Background/Objective

Monogenic diabetes is a rare type of diabetes that is commonly misdiagnosed as type 1 or 2 diabetes mellitus, which adversely impacts patient care. Such cases are particularly challenging given the heterogeneity in presentation and overlap with other types of diabetes. As the sole use of meglitinides, especially repaglinide, to treat HNF1A-associated monogenic diabetes has been rarely reported in a few other observational studies, we describe a patient who was treated successfully with repaglinide.

Case Report

A 38-year-old woman with type 1 diabetes mellitus, congenital deafness, chronic kidney disease, and retinopathy presented with difficulty controlling her blood glucose levels.

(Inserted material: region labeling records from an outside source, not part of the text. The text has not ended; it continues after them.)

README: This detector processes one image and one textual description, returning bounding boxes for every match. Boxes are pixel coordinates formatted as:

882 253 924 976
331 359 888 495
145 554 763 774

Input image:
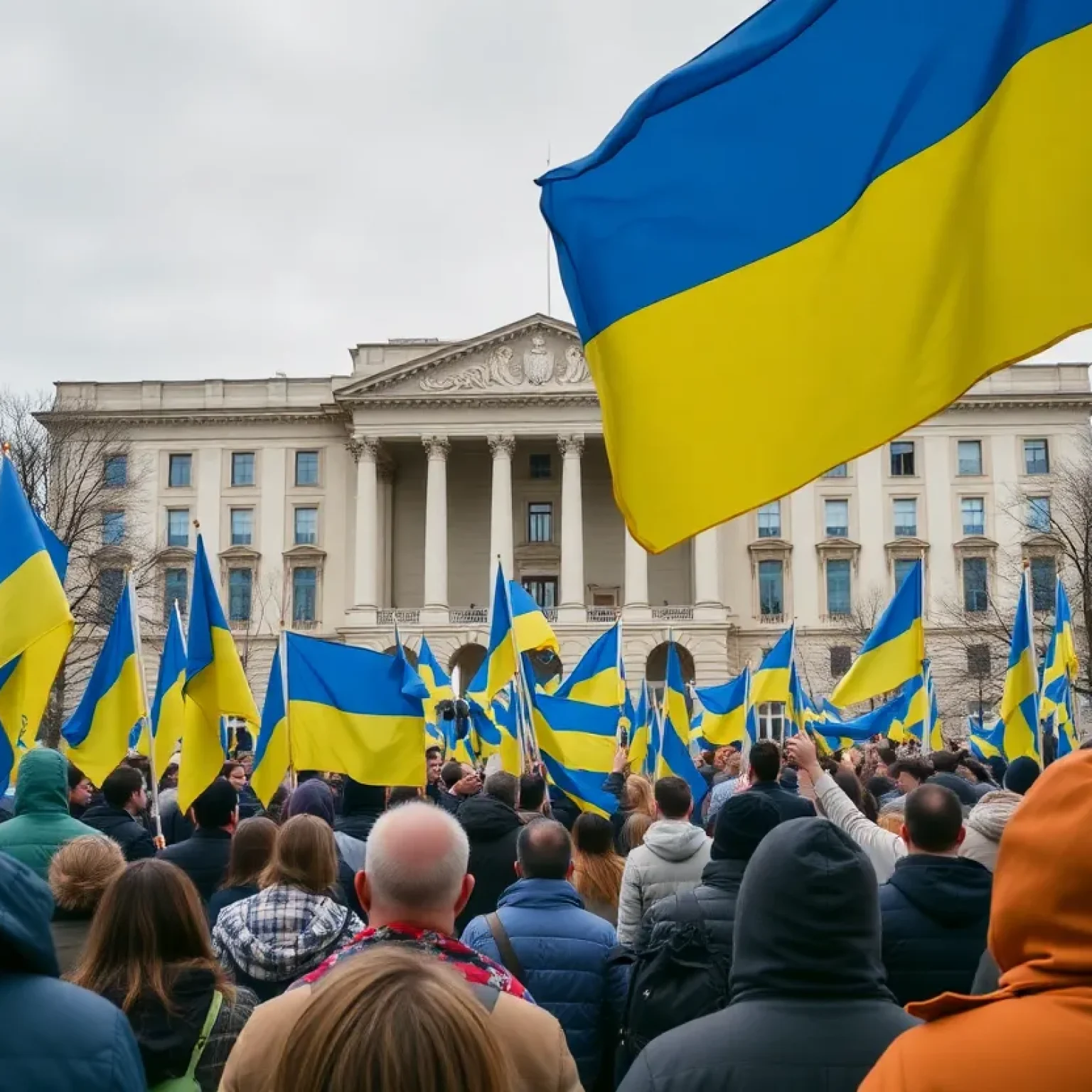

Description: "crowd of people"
0 736 1092 1092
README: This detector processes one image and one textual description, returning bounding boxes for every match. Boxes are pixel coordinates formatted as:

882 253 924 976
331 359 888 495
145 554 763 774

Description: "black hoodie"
619 819 917 1092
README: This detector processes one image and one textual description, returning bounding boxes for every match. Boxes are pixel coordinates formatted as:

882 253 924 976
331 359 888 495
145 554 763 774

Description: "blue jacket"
0 853 146 1092
880 853 994 1005
462 880 628 1088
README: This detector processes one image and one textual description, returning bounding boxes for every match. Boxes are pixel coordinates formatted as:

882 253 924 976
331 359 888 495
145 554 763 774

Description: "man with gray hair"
220 803 580 1092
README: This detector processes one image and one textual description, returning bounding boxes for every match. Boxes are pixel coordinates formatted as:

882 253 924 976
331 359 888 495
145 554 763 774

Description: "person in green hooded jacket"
0 748 106 879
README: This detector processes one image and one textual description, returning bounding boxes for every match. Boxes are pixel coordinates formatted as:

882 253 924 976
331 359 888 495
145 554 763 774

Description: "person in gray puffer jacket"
212 815 365 1002
618 778 712 948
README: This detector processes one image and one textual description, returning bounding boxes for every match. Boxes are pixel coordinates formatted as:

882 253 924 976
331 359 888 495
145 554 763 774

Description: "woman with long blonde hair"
572 811 626 926
271 945 515 1092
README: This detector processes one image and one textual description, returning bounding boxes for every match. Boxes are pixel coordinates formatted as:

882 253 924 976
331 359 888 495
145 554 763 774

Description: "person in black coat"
634 793 781 952
456 771 523 936
879 783 994 1005
81 766 155 860
159 778 239 906
619 819 919 1092
747 739 815 823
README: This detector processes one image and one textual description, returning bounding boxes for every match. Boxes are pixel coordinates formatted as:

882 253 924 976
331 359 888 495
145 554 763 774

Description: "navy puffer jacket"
462 880 628 1088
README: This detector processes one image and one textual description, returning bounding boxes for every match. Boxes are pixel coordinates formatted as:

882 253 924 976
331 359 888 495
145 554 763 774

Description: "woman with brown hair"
273 945 515 1092
71 858 257 1092
572 811 626 926
208 815 277 926
49 835 126 974
212 815 363 1002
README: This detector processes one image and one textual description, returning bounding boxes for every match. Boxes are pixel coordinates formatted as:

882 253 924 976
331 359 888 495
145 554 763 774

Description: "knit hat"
709 793 781 860
966 788 1023 842
1005 754 1043 796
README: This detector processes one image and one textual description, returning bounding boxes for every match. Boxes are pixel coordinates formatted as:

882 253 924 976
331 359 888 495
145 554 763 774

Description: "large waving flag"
178 534 263 811
1000 574 1043 764
61 577 147 785
288 633 428 785
656 641 709 810
830 562 925 709
0 453 73 787
750 626 796 705
250 634 288 807
540 0 1092 555
557 623 626 710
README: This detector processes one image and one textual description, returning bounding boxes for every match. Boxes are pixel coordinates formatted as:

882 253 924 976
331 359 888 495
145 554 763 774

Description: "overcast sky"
0 0 1092 387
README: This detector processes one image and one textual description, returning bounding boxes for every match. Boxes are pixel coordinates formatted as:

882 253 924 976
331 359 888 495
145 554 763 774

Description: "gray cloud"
0 0 1092 385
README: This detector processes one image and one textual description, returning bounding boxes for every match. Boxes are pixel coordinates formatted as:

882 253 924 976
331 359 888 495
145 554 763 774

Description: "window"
891 440 916 477
1024 440 1051 474
823 500 850 538
894 557 917 591
102 512 126 546
1027 497 1051 534
956 440 982 477
523 577 557 611
167 456 193 489
893 497 917 538
827 558 850 615
227 569 255 621
232 508 255 546
1031 557 1058 611
163 569 190 618
102 456 129 489
959 497 986 535
294 508 319 546
291 568 318 621
528 454 550 481
963 557 990 614
966 644 990 679
296 451 319 485
758 562 785 615
167 508 190 546
232 451 255 485
758 500 781 538
528 500 554 542
830 644 853 679
98 569 126 626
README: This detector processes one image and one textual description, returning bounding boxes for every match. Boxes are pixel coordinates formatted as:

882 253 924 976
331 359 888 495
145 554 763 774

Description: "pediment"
336 314 595 403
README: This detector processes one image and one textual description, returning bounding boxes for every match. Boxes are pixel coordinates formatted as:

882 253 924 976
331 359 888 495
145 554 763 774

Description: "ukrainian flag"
695 667 754 747
0 454 73 786
1000 577 1043 764
178 534 263 811
250 636 290 807
540 0 1092 555
286 633 428 785
61 578 147 785
830 562 925 709
530 693 618 815
656 641 709 810
557 623 626 710
508 580 562 655
750 626 796 705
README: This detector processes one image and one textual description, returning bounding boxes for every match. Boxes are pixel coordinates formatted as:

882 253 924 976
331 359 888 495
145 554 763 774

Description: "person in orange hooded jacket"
860 751 1092 1092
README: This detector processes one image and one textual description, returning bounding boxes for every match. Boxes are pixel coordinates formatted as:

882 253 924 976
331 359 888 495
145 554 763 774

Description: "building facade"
47 314 1092 715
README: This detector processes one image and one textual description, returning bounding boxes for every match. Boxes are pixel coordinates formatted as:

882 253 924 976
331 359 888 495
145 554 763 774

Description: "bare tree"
0 390 163 747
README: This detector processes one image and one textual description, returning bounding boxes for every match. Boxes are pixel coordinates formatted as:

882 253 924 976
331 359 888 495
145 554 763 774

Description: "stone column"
625 528 652 620
483 434 515 603
346 436 379 625
692 528 724 621
557 434 587 623
422 436 450 623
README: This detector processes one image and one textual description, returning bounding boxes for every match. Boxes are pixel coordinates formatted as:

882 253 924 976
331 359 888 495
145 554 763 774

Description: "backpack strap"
186 990 224 1081
485 912 528 986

Although initially treated with insulin, she had periods of noncompliance with insulin without experiencing diabetic ketoacidosis. Although on insulin therapy, she experienced multiple episodes of hypoglycemia. The laboratory tests showed a hemoglobin A1c level of 10.8%, c-peptide level of 2.7 ng/mL (1.1-4.4 ng/mL), glucose level of 192 mg/dL, creatinine level of 1.23 ng/dL, and severely increased microalbumin-to-creatinine ratio of 638 mg/g (normal range, 0-29 mg/g). Pancreatic autoantibodies were negative. Genetic testing revealed a diagnosis of HNF1A-associated monogenic diabetes (c. 1340C>T (p.P447L)). She was ultimately treated with repaglinide after trials of sulfonylureas and dipeptidyl peptidase 4 inhibitors led to frequent hypoglycemia and a significant increase in the hemoglobin A1c level, respectively.

Discussion

This case highlights the importance of correctly diagnosing monogenic diabetes and reports the successful use of repaglinide to treat HNF1A-associated monogenic diabetes.

Conclusion

Patients with HNF1A-associated monogenic diabetes who do not achieve euglycemia with sulfonylureas and insulin may be successfully treated with repaglinide monotherapy.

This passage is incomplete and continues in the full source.